Tuban _ indoshinju.com _Penggrebekan Tempat Produksi Minuman Keras Jenis Arak kembali terjadi lagi di Kabupaten Tuban , hal itu terlaksana pada saat Babinsa Prunggahan Kulon Serda Wawan S. bersama Polsek dan Satpol PP melaksanakan penggrebekan tempat produksi minuman keras jenis Arak bertempat di Dusun Krajan RT 01 / Rw 02 Desa Prunggahan Kulon Kecamatan Semanding Kabupaten Tuban, Senin ( 13/08/2018 ).

Kapten Inf Mahmud Danramil 0811/ 03 Semanding Tuban pada Jurnalis menerangkan bahwa ” pengrebekan dua tempat produksi minuman keras jenis Arak itu berawal saat petugas Koramil 0811/ 03 Semanding mendapatkan informasi dari masyarakat, Sehingga, beberapa anggota Koramil 0811/ 03 bersama Polsek dan Satpol PP Semanding langsung melakukan pencarian dan mengintai tempat produksi minuman jenis Arak itu selama beberapa jam untuk memastikan operasional tempat tersebut.
Berdasarkan keterangan dari Babinsa Desa Prunggahan Kulon Serda Wawan S. terdapat dua tersangka, yang mana masing – masing berinisial S ( 48 tahun ), berjenis kelamin perempuan, warga Dusun Krajan Rt 01 / Rw 02 Desa Prunggahan Kulon Kecamatan Semanding Kabupaten Tuban.
Setelah di gebrek dan di lakukan penyitaan sebagai barang bukti yaitu, botol kosong 24 buah, arak jadi 9 botol + 35 liter Arak, dandang 1 buah, baceman 4 drum, kompor 2 buah, dan LPG 30 kg 5 buah.
Dan tersangka ke dua yaitu berinisial S ( 45 tahun ), juga berjenis kelamin perempuan, warga Dusun Krajan Rt01/Rw 02 desa Prunggahan Kulon Kecamatan Semanding Kabupaten Tuban juga di grebek dengan barang bukti berupa botol kosong 108 buah, arak jadi 26 botol + 100 liter, dandang 2 buah, baceman 6 drum, kompor 2 buah, LPG 30 Kg 6 buah, filter 1 buah, sanyo 1 buah, drum kosong 4 buah, dan bull biru.” jelas Danramil.
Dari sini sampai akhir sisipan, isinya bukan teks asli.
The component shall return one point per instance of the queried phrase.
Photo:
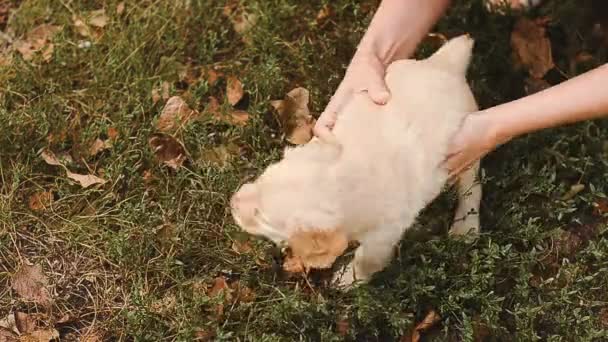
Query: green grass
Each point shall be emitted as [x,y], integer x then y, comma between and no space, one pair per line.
[114,252]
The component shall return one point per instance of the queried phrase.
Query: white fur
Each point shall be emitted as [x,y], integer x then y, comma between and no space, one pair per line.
[387,169]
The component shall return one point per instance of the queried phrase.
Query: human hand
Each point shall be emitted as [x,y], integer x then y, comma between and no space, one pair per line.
[475,138]
[365,73]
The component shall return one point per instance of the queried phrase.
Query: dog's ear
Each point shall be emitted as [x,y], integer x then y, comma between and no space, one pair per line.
[318,248]
[246,201]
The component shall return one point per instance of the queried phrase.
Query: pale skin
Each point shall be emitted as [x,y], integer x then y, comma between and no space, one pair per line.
[578,99]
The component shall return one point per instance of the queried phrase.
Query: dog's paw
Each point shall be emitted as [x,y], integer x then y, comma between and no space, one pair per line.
[468,226]
[345,279]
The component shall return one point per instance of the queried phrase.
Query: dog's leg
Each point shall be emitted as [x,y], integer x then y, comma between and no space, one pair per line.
[371,256]
[469,196]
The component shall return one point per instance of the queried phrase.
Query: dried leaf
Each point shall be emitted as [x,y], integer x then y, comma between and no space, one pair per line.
[534,85]
[429,321]
[164,305]
[212,76]
[325,12]
[120,8]
[234,90]
[112,133]
[85,180]
[168,150]
[203,335]
[50,158]
[574,190]
[38,39]
[244,293]
[175,114]
[343,327]
[91,335]
[219,286]
[293,264]
[241,20]
[40,200]
[600,207]
[24,322]
[295,117]
[241,247]
[98,146]
[604,316]
[7,336]
[30,283]
[238,117]
[98,18]
[531,47]
[302,132]
[45,335]
[155,95]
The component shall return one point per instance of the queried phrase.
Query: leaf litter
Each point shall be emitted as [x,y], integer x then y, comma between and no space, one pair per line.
[31,283]
[531,47]
[37,40]
[84,180]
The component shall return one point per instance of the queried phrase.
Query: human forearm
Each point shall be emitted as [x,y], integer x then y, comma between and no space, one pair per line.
[399,25]
[581,98]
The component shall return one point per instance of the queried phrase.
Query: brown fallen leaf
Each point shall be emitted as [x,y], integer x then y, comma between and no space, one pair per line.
[295,117]
[600,207]
[343,327]
[428,322]
[164,305]
[40,200]
[175,114]
[211,76]
[99,145]
[98,18]
[220,285]
[574,190]
[44,335]
[24,322]
[168,150]
[325,12]
[242,21]
[235,117]
[89,24]
[120,8]
[241,247]
[31,284]
[534,85]
[50,158]
[91,335]
[203,335]
[293,264]
[37,40]
[112,133]
[85,180]
[531,47]
[234,90]
[244,293]
[8,336]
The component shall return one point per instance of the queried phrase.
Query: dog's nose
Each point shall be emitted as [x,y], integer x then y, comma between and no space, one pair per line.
[234,200]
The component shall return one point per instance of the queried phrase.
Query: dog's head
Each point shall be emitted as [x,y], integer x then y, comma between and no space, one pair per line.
[290,204]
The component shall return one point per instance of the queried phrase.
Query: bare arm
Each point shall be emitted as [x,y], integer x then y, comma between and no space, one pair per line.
[396,28]
[399,25]
[584,97]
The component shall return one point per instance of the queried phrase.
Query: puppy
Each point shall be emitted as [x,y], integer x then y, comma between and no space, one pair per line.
[369,180]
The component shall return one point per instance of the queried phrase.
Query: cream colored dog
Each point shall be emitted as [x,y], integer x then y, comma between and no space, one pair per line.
[369,180]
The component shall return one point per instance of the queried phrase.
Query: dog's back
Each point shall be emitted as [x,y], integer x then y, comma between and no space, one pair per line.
[396,149]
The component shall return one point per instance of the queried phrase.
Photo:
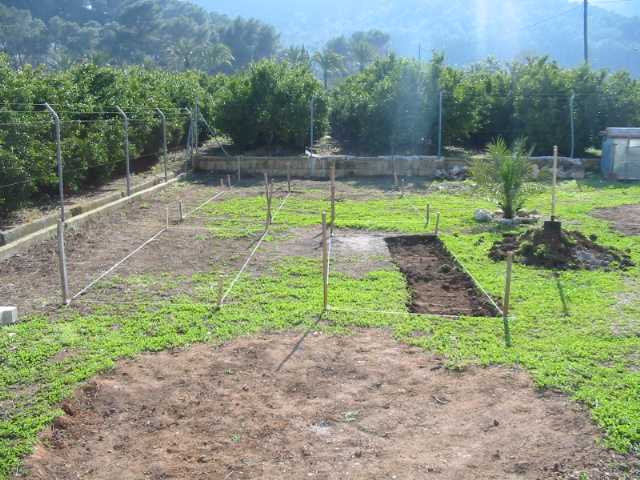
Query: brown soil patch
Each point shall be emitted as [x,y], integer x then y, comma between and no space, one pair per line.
[285,405]
[438,283]
[625,218]
[292,405]
[571,250]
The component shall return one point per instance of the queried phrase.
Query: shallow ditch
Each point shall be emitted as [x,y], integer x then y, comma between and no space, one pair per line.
[438,282]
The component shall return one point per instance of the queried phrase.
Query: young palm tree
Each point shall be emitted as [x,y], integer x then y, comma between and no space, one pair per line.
[362,54]
[216,55]
[184,54]
[506,176]
[60,62]
[295,55]
[330,62]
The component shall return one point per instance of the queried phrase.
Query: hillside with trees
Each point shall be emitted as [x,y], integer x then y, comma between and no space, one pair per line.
[87,58]
[466,31]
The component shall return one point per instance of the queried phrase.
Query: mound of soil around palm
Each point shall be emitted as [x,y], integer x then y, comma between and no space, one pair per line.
[570,250]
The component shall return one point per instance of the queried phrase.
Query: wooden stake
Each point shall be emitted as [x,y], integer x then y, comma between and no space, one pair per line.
[63,263]
[427,216]
[333,207]
[507,296]
[266,189]
[220,288]
[553,187]
[325,262]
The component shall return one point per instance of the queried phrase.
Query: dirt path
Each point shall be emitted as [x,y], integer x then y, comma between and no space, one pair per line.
[311,405]
[287,404]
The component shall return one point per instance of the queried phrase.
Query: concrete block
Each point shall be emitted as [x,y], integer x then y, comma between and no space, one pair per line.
[8,315]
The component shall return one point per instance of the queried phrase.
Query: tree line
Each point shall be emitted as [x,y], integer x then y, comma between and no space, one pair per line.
[391,104]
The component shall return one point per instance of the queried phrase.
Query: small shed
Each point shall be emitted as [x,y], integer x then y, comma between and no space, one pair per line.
[621,153]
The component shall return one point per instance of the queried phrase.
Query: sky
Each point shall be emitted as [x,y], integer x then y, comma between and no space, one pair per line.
[624,7]
[248,9]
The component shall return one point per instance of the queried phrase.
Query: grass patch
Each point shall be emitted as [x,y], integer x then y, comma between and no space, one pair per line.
[583,342]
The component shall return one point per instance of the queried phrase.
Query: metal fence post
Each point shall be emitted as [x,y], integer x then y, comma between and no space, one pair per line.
[195,130]
[164,142]
[573,133]
[440,126]
[56,118]
[126,148]
[311,127]
[189,156]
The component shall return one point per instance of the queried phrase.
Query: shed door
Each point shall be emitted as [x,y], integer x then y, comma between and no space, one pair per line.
[633,159]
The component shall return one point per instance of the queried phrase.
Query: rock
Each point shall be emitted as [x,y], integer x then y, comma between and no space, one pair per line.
[578,174]
[458,172]
[440,174]
[535,171]
[481,215]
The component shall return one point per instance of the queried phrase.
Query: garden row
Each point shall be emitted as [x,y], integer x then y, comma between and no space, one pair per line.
[581,339]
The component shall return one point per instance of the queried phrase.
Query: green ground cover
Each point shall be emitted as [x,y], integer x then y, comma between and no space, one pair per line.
[578,333]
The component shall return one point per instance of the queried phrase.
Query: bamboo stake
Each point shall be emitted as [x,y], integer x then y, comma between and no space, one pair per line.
[507,296]
[63,263]
[325,262]
[266,189]
[553,187]
[220,288]
[333,207]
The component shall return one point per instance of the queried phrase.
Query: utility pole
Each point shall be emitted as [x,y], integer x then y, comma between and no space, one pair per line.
[586,41]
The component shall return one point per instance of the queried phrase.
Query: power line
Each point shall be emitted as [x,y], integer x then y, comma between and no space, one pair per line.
[513,31]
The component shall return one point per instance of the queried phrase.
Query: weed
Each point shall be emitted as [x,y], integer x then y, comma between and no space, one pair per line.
[350,415]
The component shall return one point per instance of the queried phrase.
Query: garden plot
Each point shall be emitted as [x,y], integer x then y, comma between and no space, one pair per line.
[271,403]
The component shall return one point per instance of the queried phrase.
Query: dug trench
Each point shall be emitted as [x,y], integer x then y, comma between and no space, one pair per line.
[280,405]
[438,283]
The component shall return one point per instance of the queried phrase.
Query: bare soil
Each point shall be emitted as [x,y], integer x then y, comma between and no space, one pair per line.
[438,283]
[289,404]
[568,250]
[311,405]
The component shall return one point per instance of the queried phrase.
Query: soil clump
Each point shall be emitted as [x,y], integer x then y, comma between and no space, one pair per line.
[570,250]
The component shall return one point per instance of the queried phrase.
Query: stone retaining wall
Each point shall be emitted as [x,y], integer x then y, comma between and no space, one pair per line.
[319,167]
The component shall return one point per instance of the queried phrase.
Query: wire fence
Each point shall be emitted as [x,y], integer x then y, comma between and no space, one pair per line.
[50,157]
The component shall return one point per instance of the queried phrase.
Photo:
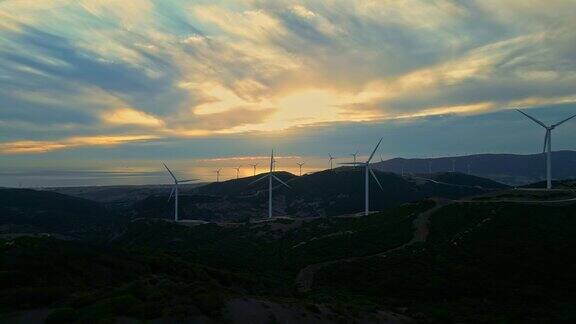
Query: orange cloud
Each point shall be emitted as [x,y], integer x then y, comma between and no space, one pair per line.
[131,116]
[19,147]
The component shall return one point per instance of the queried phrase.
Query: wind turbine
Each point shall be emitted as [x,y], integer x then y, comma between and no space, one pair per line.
[367,172]
[331,160]
[547,144]
[300,165]
[218,174]
[270,176]
[354,155]
[254,166]
[175,191]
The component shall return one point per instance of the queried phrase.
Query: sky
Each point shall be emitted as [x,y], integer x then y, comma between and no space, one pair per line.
[102,91]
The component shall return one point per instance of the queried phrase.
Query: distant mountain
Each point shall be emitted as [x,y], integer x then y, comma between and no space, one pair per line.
[120,195]
[325,193]
[511,169]
[26,210]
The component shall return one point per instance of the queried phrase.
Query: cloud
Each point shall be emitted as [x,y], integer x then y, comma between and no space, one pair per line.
[95,69]
[131,116]
[18,147]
Petugas yang tergabung dalam penggrebekan ini adalah Babinsa Desa Prunggahan Kulon, Waka Polsek Semanding, Kanit Reskrim Polsek Semanding, Kanit Intelkam Polsek Semanding, Kepala Satpol PP Kabupaten Tuban, Anggota Satpol PP Kabupaten Tuban dan anggota Satpol PP Kecamatan Semanding. ( AGUS ).